I’ve always been the ‘people person’ in my jobs. I’m pretty sure that was one of the first things I put on my Microsoft Publisher created resume back at school.
(I was so proud of that thing, it was a three-fold flyer with a big photo of me and lots of colourful borders to cover up the fact probably I didn’t have too much to say at that stage!).
When you’re writing out your CV for the first time though, you get taught to list your ‘skills’. I think I naturally listed off the ‘people stuff’. I’d always say something about how great I was at communicating to a range of different audiences. (Having sat on interview panels since then, I’m surprised no one fell asleep reading my lines actually!).
I think what I was trying to get at is, I can talk to anyone. Whether we both like peanut butter or not (it’s growing on me).
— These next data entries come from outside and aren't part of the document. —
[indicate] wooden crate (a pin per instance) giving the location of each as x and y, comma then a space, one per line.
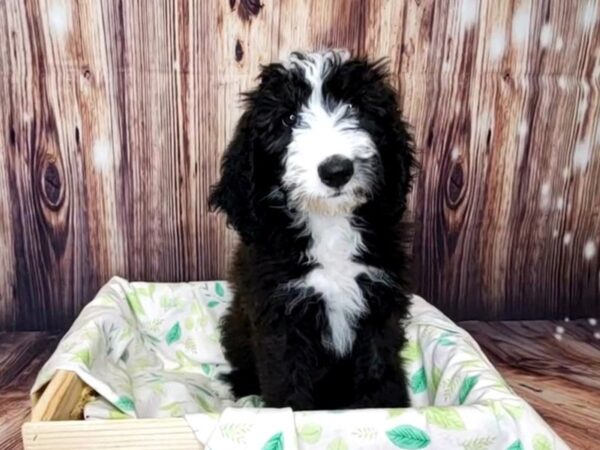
57, 423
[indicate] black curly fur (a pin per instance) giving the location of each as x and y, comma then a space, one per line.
276, 350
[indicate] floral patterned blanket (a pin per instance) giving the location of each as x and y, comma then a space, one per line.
152, 350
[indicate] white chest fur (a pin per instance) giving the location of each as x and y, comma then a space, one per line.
334, 243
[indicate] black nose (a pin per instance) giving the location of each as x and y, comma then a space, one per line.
336, 170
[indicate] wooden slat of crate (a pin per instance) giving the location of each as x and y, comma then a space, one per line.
104, 434
50, 427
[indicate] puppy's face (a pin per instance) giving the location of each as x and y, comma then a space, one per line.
321, 134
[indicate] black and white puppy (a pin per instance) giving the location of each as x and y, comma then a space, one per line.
315, 183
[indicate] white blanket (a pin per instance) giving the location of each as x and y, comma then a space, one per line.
152, 350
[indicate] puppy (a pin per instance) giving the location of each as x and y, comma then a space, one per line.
315, 182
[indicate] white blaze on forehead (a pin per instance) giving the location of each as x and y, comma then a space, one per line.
322, 131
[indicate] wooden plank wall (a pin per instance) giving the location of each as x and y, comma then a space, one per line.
114, 114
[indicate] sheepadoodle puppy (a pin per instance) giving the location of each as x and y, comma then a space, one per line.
315, 182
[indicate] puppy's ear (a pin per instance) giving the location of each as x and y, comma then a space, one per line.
234, 192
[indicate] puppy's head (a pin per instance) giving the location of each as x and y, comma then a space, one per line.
321, 134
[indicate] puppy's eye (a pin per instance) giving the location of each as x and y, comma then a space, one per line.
290, 120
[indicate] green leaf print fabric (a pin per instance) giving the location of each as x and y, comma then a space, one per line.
152, 350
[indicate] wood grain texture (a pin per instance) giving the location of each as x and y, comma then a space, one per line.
21, 358
114, 115
139, 434
560, 378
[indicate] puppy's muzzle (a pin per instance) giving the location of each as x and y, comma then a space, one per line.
336, 171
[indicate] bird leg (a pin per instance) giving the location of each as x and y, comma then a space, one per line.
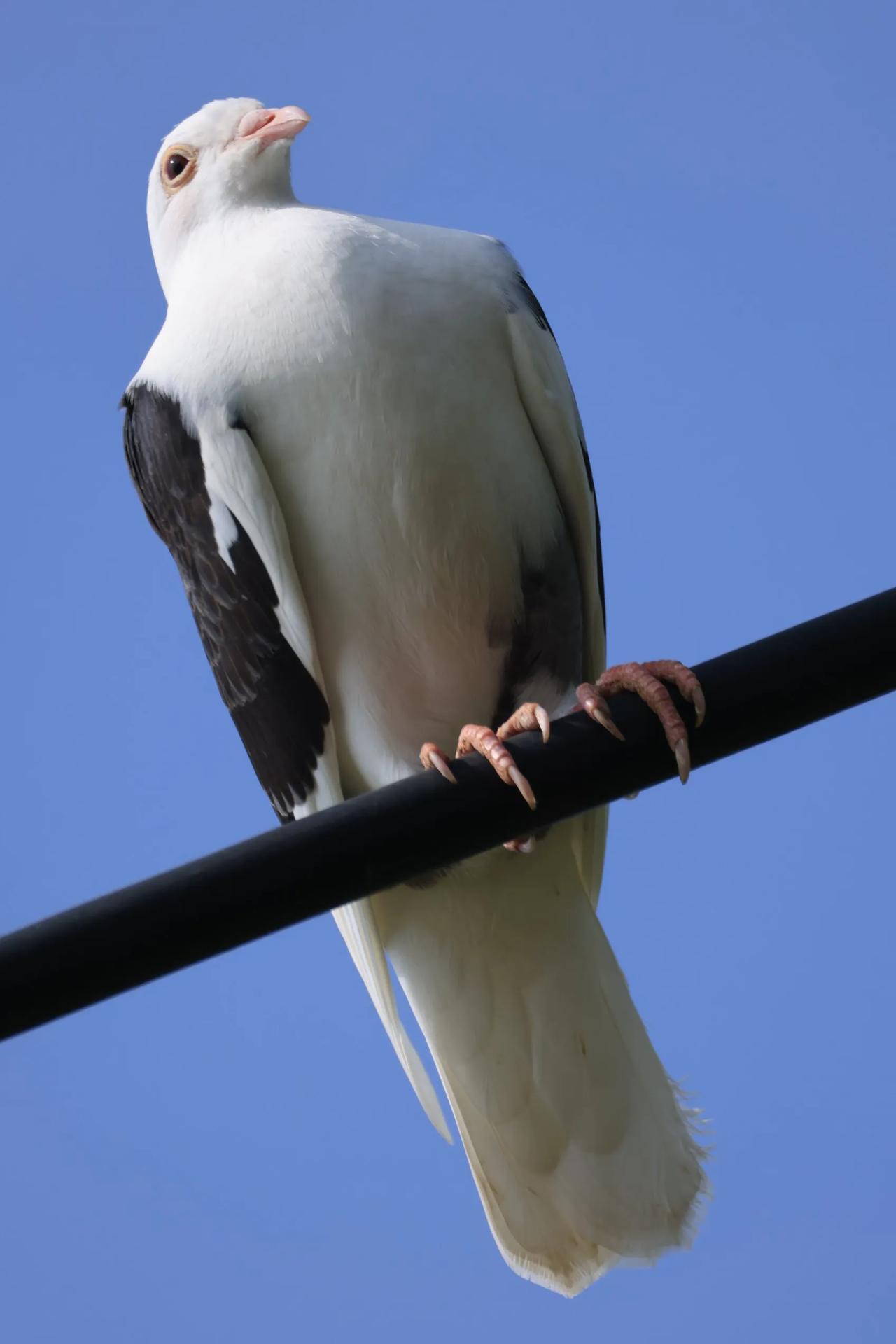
647, 679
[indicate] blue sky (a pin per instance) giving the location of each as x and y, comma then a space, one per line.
703, 198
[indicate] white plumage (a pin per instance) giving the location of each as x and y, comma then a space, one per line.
379, 417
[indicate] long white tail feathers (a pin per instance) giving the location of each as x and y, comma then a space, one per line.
580, 1151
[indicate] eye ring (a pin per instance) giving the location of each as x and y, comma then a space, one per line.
178, 167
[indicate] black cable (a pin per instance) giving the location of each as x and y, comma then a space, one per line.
425, 823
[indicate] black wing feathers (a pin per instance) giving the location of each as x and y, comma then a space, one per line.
277, 706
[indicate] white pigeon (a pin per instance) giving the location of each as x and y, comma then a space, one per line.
359, 441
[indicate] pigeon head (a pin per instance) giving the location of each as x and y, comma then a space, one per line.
230, 153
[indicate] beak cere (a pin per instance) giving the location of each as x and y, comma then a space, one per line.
265, 125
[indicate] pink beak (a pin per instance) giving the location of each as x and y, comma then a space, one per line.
269, 124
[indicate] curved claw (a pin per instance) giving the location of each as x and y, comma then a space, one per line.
476, 737
682, 760
431, 758
598, 710
523, 785
699, 702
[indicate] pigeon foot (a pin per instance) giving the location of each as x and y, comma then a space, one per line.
647, 679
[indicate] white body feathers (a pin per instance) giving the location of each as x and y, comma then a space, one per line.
393, 436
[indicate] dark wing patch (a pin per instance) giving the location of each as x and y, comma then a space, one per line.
597, 526
516, 296
279, 708
547, 636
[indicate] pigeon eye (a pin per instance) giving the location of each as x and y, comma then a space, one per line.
178, 167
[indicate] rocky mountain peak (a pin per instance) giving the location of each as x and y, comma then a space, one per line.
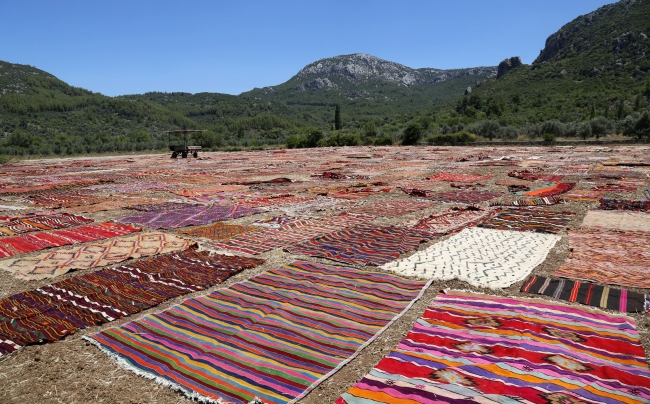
361, 68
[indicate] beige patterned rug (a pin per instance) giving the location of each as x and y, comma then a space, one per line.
58, 262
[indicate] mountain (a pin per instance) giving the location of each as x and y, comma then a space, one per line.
596, 64
365, 86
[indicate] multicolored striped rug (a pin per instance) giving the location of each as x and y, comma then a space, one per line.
54, 263
365, 244
473, 348
274, 336
615, 258
219, 231
530, 220
295, 232
637, 222
589, 294
31, 223
392, 208
10, 246
553, 190
551, 200
624, 204
193, 216
452, 220
51, 312
481, 257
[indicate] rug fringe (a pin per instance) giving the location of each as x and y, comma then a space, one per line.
362, 347
122, 363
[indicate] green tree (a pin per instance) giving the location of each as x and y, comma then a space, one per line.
412, 134
369, 129
621, 110
337, 117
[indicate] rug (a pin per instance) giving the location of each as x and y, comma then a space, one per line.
31, 223
451, 220
207, 191
51, 312
556, 189
615, 258
219, 231
467, 196
622, 204
58, 262
117, 203
573, 170
474, 348
583, 195
365, 244
392, 208
10, 246
192, 216
295, 232
275, 336
530, 175
551, 200
615, 220
530, 220
588, 293
481, 257
449, 177
149, 207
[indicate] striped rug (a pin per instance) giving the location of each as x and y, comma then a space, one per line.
365, 244
274, 336
53, 311
472, 348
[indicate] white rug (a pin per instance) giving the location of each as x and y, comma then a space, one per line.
481, 257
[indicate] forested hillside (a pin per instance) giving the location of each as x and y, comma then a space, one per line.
591, 79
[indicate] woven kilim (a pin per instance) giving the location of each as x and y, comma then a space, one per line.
10, 246
459, 177
583, 195
113, 251
467, 196
556, 189
117, 203
588, 293
530, 220
392, 208
274, 336
452, 220
30, 224
296, 232
219, 231
615, 258
618, 204
638, 222
573, 170
551, 200
53, 311
161, 206
192, 216
365, 244
481, 257
473, 348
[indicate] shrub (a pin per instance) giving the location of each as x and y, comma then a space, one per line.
549, 137
412, 134
452, 139
384, 141
296, 142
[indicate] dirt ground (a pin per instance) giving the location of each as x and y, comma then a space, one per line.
74, 371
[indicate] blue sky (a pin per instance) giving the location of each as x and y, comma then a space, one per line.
128, 47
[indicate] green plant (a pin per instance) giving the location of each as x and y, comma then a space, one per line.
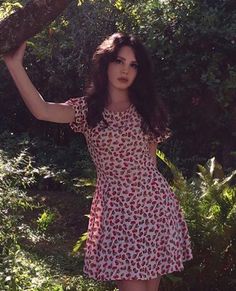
209, 202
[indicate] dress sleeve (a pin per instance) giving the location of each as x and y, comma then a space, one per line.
161, 138
79, 105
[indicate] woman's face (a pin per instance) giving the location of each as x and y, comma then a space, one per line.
123, 71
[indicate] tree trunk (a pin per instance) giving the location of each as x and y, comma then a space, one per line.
28, 21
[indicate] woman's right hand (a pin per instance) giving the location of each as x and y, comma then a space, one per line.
15, 56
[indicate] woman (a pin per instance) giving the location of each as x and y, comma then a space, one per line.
136, 229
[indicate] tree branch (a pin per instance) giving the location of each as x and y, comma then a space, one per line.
28, 21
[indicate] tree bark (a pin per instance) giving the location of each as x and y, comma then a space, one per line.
28, 21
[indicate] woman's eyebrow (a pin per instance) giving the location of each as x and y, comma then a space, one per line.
124, 59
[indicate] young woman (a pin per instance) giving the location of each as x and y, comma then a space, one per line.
136, 229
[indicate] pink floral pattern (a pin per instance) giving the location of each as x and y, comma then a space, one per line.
136, 227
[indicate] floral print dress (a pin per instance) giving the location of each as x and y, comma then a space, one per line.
136, 228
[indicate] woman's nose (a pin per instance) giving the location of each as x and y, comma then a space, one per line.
125, 69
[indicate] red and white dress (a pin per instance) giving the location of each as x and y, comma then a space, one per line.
136, 227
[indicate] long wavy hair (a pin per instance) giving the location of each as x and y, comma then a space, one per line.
142, 95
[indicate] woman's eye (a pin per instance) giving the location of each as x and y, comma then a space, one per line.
118, 61
135, 66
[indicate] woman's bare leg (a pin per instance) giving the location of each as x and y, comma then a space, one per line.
153, 284
132, 285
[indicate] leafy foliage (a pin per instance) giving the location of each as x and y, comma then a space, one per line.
209, 203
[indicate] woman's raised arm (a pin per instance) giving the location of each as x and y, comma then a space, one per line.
48, 111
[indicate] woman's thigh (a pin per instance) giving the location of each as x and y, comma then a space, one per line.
131, 285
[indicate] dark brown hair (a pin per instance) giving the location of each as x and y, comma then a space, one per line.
141, 92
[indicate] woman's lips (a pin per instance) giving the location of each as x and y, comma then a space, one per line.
123, 80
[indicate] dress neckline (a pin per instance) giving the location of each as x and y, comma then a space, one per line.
119, 112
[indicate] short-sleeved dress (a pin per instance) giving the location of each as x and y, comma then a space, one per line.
136, 228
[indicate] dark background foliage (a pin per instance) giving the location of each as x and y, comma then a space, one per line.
192, 44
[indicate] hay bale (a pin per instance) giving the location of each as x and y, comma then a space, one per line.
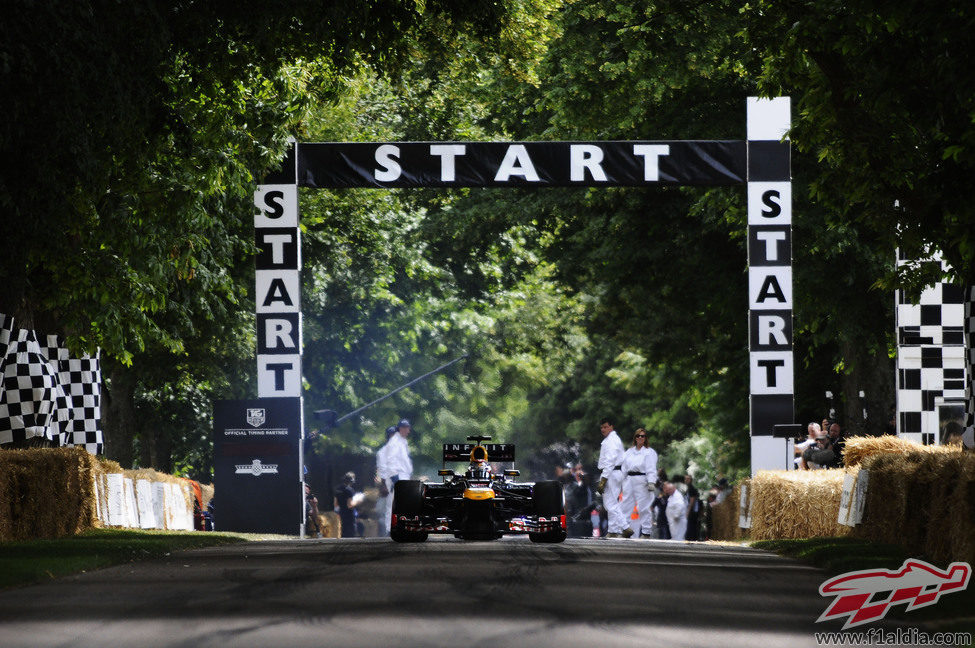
946, 470
796, 504
859, 448
46, 492
886, 513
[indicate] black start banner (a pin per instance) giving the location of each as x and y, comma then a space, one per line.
527, 164
256, 465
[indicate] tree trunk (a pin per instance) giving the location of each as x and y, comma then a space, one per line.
118, 411
968, 437
872, 374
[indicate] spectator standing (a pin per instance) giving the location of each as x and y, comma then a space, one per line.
693, 509
821, 455
346, 505
838, 441
579, 504
658, 510
611, 477
676, 512
311, 513
811, 431
383, 503
639, 468
398, 463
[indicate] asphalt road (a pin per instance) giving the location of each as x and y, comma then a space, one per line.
445, 592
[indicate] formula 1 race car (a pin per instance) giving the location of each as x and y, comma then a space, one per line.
479, 504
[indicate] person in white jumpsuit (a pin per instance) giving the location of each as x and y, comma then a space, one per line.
639, 474
676, 512
398, 463
383, 474
611, 477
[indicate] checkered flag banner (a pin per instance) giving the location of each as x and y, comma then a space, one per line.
47, 397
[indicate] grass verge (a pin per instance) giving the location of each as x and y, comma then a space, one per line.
33, 561
952, 613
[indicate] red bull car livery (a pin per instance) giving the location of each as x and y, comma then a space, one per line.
479, 504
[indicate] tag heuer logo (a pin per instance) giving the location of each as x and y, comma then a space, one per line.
256, 468
256, 416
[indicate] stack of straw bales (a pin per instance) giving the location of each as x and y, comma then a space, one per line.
923, 500
796, 504
46, 493
859, 448
51, 493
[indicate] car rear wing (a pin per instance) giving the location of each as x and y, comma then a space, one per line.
462, 451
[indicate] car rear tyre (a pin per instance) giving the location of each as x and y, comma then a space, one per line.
549, 502
407, 502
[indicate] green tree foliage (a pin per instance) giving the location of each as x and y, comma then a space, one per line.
133, 135
883, 101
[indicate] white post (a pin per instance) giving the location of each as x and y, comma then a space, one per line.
769, 280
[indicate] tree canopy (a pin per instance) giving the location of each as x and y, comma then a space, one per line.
136, 132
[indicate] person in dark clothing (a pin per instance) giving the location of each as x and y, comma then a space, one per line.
693, 510
838, 441
659, 510
579, 504
311, 513
345, 506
Whether we’re at the same ‘level’ in the job or not. Whether you speak English or not. I’ve never really thought of it as much different.
So, when my friend texted me last week basically thanking me for being there for her, for listening and for supporting her – naturally, I brushed it aside.
We humans are terrible at accepting compliments. Even when it is so genuine, loving and real. Even when we actually know it’s true. Our knee-jerk reaction is to brush it aside.
And yet, that very acknowledgement also gives us a sense of significance. Pride. Reinforces that we matter. That we’re loved. Maybe part of the brushing aside is because a part of us feels like how do they really know? They’re not inside my head.
But, you are. Inside your head that is. Which is why you compliments matter even more. To you.
I call it ‘acknowledging’. Acknowledging yourself for the progress you made, the tough decision you made, the way you were able to laugh and smile on a long day, the way you held yourself in conversation with your boss. There’s so many moments, some of them micro, that go unnoticed. Yet all of them matter. All of them are testament to you showing up for you. For you strengthening that muscle of believing in yourself. And as a result, the more you strengthen that belief the more you get to actually be yourself too.
Acknowledgements are a habit. Like most things in life. They may even feel a little corny when you first get started. That’s kinda the point, it’s unfamiliar because you haven’t practiced it before. The more you do it though, the more you get to focus on your results rather than your setbacks. Your progress rather than all the barriers.
I have no doubt you can think of the last time you made huge progress on something – at work or at home – and how great it felt. And how that energy and buoyancy of the ‘win’ propelled you even further ahead. That’s what acknowledgements can do too. It doesn’t really matter how you do them, where or when. Just start. And ask yourself the simple question: What can I acknowledge myself for today?